On television and in print, ads that are for or against a particular candidate must include a disclaimer about who pays for them. But as of 2011, online ads were largely exempt from this requirement, because—according to internet companies—they were too small to include additional information. The question gained new importance earlier this year after Facebook disclosed that Russian agents linked to the Kremlin–backed Internet Research Agency ran an extensive campaign over U.S. social media companies in an effort to sway the 2016 election and stoke political unrest.
“Many of the Facebook ads that Russia bought before the 2016 election didn’t include any disclaimers abut who paid for them,” said Brendan Fischer, the director of FEC reform at the Campaign Legal Center, a nonpartisan organization based in Washington. Disclosures won’t fix everything, of course. For instance, super PACs commonly take on benign names to conceal the source of their funding and motives. “If Russia had included a disclaimer on its political ads, it may have only included information on a popup group set up to buy the ads,” he admitted. “But that disclaimer information still could have provided the breadcrumbs for the public to find out where these messages came from.”
Facebook, Google, and Twitter came under fire in October and November this year as unhappy members of Congress began to investigate how Russian agents used their online ad tools to manipulate voters in the run-up to the 2016 election. In response, the platforms all scrubbed content they identified as originating from Russian agents. That included thousands of ads from Facebook, more than 1,000 videos from YouTube, and thousands of Twitter accounts. The content from Facebook alone reached 126 million people over the past two years, according to the company.

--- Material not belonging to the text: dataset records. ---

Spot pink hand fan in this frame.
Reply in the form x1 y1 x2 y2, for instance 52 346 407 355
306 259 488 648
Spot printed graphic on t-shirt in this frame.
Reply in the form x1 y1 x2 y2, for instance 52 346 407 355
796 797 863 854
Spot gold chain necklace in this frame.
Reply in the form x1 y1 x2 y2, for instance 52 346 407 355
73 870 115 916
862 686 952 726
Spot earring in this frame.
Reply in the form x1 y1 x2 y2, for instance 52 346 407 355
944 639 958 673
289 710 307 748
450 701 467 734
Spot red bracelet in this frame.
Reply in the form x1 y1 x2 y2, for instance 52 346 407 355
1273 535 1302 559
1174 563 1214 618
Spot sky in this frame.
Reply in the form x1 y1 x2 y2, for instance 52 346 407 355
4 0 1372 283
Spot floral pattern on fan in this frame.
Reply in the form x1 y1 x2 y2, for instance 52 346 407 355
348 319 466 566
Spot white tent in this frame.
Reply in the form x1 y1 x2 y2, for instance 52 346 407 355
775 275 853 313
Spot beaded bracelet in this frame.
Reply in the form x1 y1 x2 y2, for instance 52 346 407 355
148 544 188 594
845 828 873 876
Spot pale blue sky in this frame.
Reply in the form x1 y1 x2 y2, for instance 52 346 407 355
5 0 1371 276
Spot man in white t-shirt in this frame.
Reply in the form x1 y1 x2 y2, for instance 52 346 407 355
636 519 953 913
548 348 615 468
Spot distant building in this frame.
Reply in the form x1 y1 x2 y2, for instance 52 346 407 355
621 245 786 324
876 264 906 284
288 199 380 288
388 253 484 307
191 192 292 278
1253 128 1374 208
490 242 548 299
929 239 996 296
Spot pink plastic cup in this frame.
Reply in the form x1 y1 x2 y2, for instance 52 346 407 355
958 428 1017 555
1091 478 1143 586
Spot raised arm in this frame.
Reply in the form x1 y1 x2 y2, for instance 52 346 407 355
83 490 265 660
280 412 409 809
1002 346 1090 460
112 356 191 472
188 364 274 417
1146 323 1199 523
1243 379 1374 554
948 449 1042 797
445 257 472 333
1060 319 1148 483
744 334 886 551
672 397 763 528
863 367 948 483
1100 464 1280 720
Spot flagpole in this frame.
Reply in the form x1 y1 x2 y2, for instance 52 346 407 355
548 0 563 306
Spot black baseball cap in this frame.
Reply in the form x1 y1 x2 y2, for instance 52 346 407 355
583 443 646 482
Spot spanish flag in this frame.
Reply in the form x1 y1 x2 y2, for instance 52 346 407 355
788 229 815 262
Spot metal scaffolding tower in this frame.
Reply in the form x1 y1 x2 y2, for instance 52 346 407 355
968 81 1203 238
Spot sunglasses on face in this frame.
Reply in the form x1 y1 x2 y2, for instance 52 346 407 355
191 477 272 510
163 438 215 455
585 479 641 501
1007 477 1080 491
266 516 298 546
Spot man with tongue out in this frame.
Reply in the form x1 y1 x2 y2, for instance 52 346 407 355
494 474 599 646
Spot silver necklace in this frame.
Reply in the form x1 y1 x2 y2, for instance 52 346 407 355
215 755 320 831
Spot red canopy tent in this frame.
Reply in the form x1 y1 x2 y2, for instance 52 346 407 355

The FEC’s decision was sparked by an inquiry sent by a conservative political group called the Take Back Action Fund, which asked whether the Facebook ads that it plans to run in the next election cycle should include a disclaimer about who paid for them. The FEC said that if the Facebook ads include images or videos, then they need information about who paid for the ad and whether it is endorsed by a particular candidate, according to Fischer.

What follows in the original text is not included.